I used to be a Puppy fan. Boot from a CD, and ready to run. But that was close to a decade ago - at some point they changed package management. Looks like it’s still among the best for playing with on old systems.
Most of the modern Linux builds are as bloated as something you’d get from Microsoft.
And signed in as root by default. It was rather simple and the developers had a sense of humor.
A fully app loaded Mint Cinnamon is 1.8 gigs. Win 10 is 18+ gigs. You can run it on a Raspberry Pi. Somehow you were misinformed.
Sounds like you need a newer or faster machine. I'm running Kubuntu with the Plasma desktop, one of the heftier ones, on a 7-8 year old Thinkpad W530 with an Intel i7 2.70GHz and 16GB of RAM and the system will take anything I can throw at it without getting bogged down. Three browsers with MANY tabs open, two graphics programs, an email client, file manager and Sublime text/code editor. I can quickly close them all down and still have a PC shut down time of less than 5 seconds. Updates without a restart are nice. Win10 can be 20-60 minutes or even more to update with forced restart.
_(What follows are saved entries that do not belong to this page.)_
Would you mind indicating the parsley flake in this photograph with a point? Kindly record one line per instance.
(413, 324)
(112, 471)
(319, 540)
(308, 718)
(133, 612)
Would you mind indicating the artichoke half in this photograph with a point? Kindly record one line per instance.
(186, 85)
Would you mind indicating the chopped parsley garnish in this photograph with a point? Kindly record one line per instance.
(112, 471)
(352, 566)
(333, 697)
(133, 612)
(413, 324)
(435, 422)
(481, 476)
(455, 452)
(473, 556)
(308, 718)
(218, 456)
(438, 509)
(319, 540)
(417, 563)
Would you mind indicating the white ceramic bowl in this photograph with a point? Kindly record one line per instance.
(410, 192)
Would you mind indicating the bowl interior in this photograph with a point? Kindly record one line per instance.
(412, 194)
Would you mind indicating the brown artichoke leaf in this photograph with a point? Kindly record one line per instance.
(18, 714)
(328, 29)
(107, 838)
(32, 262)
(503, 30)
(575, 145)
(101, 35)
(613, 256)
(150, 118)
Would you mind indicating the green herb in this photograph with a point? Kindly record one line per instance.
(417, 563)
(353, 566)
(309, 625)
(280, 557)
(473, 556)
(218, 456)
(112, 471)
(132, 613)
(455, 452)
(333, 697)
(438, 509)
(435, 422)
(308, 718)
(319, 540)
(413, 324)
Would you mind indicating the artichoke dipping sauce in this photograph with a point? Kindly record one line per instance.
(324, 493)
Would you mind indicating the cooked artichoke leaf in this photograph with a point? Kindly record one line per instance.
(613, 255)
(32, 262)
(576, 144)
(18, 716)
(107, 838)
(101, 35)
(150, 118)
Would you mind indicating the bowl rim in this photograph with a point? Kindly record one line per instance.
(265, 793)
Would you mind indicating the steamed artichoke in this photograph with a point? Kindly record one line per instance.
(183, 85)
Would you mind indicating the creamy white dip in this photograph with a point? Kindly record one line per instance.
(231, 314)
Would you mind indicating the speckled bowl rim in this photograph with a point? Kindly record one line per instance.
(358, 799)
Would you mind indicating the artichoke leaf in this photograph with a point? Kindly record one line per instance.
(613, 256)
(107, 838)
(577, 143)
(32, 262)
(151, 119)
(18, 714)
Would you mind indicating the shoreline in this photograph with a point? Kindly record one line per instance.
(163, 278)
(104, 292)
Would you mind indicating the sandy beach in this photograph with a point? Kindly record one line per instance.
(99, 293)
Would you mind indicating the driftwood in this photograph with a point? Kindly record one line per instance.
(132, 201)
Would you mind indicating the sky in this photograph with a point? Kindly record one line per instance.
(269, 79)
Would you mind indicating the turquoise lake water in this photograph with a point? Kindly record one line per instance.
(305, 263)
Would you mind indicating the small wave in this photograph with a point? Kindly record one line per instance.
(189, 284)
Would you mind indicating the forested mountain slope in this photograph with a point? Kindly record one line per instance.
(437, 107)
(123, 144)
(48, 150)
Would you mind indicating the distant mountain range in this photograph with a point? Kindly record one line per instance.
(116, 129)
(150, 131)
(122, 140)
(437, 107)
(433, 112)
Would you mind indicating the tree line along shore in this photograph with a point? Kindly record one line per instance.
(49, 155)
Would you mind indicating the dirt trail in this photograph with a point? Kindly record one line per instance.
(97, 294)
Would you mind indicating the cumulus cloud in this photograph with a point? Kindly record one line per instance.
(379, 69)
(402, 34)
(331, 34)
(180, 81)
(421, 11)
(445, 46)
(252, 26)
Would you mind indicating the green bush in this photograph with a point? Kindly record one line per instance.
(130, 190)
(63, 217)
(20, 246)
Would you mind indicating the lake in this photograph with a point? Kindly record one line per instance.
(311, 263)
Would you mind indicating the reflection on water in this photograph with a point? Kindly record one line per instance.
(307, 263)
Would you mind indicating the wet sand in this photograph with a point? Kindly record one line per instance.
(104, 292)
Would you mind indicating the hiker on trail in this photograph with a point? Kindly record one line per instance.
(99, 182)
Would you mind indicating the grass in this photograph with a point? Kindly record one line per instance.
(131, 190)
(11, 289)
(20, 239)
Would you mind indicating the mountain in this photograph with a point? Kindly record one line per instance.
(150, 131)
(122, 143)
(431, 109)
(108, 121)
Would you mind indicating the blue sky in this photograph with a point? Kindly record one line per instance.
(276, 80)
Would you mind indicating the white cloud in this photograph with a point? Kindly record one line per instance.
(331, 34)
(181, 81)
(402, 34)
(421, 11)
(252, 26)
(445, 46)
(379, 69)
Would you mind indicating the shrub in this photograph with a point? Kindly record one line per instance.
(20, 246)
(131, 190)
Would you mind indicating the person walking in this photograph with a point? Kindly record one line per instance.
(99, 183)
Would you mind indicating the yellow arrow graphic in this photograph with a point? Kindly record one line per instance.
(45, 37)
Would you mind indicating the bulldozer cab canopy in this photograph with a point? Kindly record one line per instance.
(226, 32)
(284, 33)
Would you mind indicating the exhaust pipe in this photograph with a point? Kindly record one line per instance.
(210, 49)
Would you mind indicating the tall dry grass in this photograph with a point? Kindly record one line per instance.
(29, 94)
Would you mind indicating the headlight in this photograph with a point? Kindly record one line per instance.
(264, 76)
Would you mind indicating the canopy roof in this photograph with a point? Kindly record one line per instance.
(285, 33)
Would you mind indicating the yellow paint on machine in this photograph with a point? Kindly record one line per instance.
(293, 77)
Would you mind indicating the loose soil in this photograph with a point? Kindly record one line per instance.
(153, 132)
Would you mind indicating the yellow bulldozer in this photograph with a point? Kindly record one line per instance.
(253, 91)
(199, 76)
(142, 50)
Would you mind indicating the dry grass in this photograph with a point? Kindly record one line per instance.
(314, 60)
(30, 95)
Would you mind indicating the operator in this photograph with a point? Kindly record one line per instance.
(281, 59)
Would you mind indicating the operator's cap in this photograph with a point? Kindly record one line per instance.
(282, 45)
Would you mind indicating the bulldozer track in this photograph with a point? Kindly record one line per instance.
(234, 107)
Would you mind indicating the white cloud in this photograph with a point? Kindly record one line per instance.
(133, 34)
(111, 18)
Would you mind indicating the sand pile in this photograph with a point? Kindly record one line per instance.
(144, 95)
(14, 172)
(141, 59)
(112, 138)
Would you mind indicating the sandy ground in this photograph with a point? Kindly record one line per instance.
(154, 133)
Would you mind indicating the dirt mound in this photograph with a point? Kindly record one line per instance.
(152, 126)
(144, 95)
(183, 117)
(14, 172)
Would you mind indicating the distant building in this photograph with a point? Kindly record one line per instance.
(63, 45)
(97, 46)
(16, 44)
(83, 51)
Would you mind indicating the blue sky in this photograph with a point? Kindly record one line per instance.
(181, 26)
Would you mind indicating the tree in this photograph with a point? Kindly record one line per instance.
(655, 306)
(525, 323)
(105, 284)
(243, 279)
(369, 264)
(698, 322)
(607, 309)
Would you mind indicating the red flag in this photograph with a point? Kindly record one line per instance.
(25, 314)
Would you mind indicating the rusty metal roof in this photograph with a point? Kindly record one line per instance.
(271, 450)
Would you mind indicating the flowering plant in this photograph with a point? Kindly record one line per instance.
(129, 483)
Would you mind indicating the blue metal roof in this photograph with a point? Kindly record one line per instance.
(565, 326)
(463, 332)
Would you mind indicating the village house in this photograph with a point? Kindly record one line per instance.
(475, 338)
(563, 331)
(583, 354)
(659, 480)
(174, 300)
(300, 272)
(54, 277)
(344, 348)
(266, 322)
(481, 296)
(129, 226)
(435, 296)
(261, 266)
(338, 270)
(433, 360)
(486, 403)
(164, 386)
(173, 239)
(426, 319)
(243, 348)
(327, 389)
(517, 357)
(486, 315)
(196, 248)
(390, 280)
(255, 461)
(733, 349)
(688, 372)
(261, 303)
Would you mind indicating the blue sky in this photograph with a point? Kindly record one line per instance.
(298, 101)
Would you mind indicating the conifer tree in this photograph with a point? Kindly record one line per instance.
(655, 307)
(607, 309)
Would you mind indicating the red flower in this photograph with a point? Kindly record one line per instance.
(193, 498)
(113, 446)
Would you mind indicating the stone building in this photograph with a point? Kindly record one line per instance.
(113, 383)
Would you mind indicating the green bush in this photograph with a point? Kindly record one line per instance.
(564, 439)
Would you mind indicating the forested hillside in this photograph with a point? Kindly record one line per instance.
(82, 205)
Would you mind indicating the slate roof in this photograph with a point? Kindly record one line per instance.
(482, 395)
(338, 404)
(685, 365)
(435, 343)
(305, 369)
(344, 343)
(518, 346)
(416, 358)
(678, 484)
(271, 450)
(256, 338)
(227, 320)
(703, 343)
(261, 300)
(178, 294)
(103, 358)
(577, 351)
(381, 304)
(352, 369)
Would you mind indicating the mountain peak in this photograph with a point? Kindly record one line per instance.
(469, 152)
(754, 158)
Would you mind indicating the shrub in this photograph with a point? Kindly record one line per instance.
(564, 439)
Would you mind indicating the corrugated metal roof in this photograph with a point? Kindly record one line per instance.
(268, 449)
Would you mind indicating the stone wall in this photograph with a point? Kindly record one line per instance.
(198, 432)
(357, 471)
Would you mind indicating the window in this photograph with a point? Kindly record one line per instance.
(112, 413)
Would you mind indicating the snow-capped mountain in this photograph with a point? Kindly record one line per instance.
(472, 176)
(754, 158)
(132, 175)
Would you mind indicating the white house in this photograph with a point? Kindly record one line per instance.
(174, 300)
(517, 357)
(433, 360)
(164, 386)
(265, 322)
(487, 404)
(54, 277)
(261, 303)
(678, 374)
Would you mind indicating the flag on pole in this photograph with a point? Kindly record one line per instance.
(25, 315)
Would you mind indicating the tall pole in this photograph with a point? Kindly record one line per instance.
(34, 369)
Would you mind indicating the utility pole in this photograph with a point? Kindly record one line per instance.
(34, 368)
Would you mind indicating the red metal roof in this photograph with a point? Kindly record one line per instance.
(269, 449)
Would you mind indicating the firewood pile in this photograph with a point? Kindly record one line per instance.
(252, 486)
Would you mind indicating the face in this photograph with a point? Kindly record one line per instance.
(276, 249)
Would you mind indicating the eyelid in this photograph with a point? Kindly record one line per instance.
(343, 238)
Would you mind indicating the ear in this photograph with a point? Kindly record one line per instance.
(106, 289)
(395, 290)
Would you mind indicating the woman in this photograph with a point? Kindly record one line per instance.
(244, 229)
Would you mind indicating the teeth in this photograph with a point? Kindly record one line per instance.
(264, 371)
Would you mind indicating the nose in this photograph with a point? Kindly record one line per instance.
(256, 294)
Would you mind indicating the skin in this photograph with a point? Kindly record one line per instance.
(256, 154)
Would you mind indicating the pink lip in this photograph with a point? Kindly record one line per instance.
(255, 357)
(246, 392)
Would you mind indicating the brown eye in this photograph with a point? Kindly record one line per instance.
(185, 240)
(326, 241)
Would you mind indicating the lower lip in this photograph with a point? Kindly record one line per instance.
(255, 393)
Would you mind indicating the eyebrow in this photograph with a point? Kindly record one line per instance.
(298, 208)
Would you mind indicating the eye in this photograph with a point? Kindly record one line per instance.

My wife's old laptop is a bottom end Acer Aspire One with 1.00GHz and I haven't been able to find any flavor of Linux that will run fast on it but the Win7 Home Edition it came with only ran fast for about a year. After that MS had added so much bulk on the form of updates that it made the laptop obsolete. Unfortunately, the devs that do the lightweight versions of Linux haven't kept things up to date and the software libraries have gotten heavier. Peppermint Linux is a decent small one. One of the few that still has a 32 bit version, for now. I'm not sure if I've tried it on the Acer. Might have to do that.